This example showcases Resonate's ability to durably invoke functions recursively.

Instructions on How to run this example are below.

distributed factorial gif

The problem

There are two problems to address here.

The first problem exists within the context of platforms that provide "Durable Execution".

Most of these platforms force the usage of a "workflow" function and "step" / "activity" functions. The reason is that the "workflow" function is paired with an event history, qeuue, or journal which is used during a replay of the execution to know where to resume the execution without repeating side-effects.

This separation makes for a messy and expensive process for a Workflow function to directly call itself. It is messy in that the code is usually overly complicated, and it is expensive in that there multiple events per invocation entered into the history, each of them often requiring a network call. So, how do you have simple, clean, but also durable code?

The second problem is more general, which is how do you cache results for expensive operations and not repeat them?

Consider calculating factorials. The result of any given factorial is always the same. The higher the factorial, the more expensive the operation is. It would be ideal to cache the result of an expensive operation in case it is needed again right?

But where is the cache? What does the code look like to access it? How do you check if there is already a result there?

The solution

Resonate's solution to both of these problems is the Durable Promise.

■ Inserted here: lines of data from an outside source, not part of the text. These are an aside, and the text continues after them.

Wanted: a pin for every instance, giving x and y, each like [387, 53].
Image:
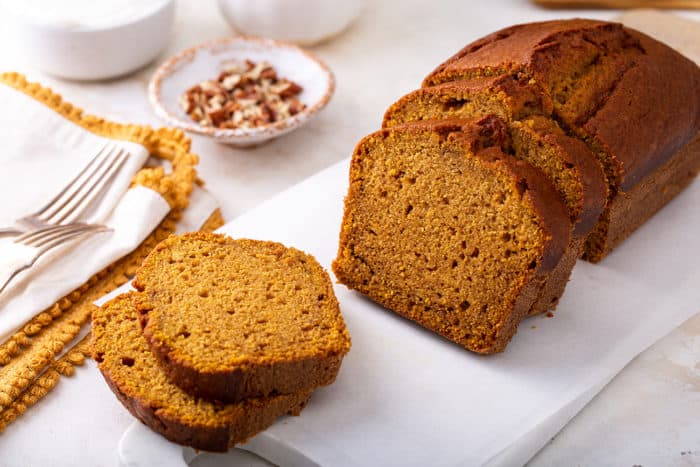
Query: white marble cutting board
[406, 397]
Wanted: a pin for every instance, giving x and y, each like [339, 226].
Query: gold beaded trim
[28, 358]
[22, 383]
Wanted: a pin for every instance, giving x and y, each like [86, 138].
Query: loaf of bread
[132, 372]
[606, 117]
[567, 161]
[633, 100]
[234, 319]
[446, 228]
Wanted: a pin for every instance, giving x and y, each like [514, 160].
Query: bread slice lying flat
[134, 375]
[233, 319]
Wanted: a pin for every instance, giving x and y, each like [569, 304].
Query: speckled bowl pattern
[203, 62]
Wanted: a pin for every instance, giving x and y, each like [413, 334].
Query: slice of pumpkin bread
[231, 319]
[444, 227]
[132, 372]
[633, 100]
[569, 164]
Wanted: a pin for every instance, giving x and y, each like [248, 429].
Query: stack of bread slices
[221, 337]
[530, 148]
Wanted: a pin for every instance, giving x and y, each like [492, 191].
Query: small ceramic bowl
[205, 61]
[89, 49]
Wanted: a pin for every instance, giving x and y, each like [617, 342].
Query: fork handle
[9, 232]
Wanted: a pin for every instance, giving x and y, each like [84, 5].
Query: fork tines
[85, 187]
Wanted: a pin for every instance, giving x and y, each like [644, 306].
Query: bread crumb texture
[231, 319]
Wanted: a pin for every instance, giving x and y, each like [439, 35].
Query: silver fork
[77, 196]
[46, 239]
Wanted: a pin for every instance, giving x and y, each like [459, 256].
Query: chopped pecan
[244, 95]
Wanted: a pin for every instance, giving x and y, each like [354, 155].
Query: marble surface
[648, 415]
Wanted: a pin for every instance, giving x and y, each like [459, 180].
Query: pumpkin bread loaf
[132, 372]
[444, 227]
[567, 161]
[233, 319]
[633, 100]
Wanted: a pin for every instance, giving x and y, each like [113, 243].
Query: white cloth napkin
[41, 152]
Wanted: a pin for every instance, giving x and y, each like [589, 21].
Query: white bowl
[300, 21]
[204, 62]
[106, 48]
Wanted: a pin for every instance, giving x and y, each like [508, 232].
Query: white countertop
[648, 415]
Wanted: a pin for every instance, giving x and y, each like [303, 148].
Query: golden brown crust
[487, 139]
[132, 373]
[514, 99]
[524, 107]
[254, 363]
[594, 193]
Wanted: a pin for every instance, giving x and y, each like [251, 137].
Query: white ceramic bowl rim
[149, 13]
[227, 133]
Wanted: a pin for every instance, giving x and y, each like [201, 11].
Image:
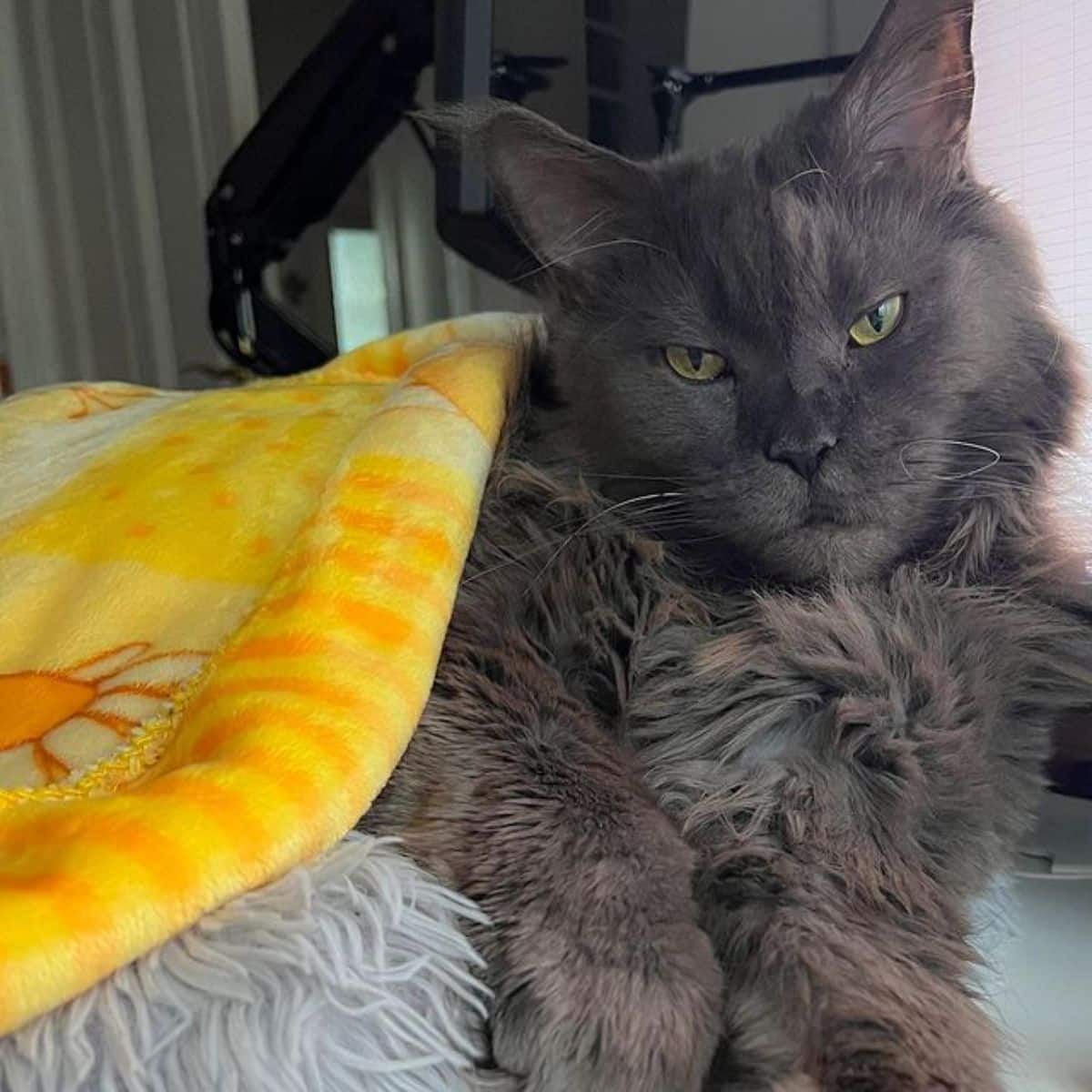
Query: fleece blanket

The first thing to know is that there is a 1:1 relationship between a Durable Promise and a function invocation. That is — when a function is invoked, a single Durable Promise is created. The Durable Promise represents the invocation event. And it remains in a PENDING status until it is either RESOLVED with a result or REJECTED by the business process.

This means that there is no distinction between "workflow" functions and "step"/"activity" functions. There are just Durable Functions.

And this means it is relatively trivial for a function to call itself recursively without the code looking messy, and without that operation being expensive in terms of bloating an event history and unnecessary network calls.

The second thing to know is that a Durable Promise is a write once register. A Durable Promise is permanent and once it has a value, it will never change.

To be a permanent write once register, each Durable Promise must have a unique ID in the system. Therefore the results of Durable Promise become perfectly cacheable, with no cache invalidation required.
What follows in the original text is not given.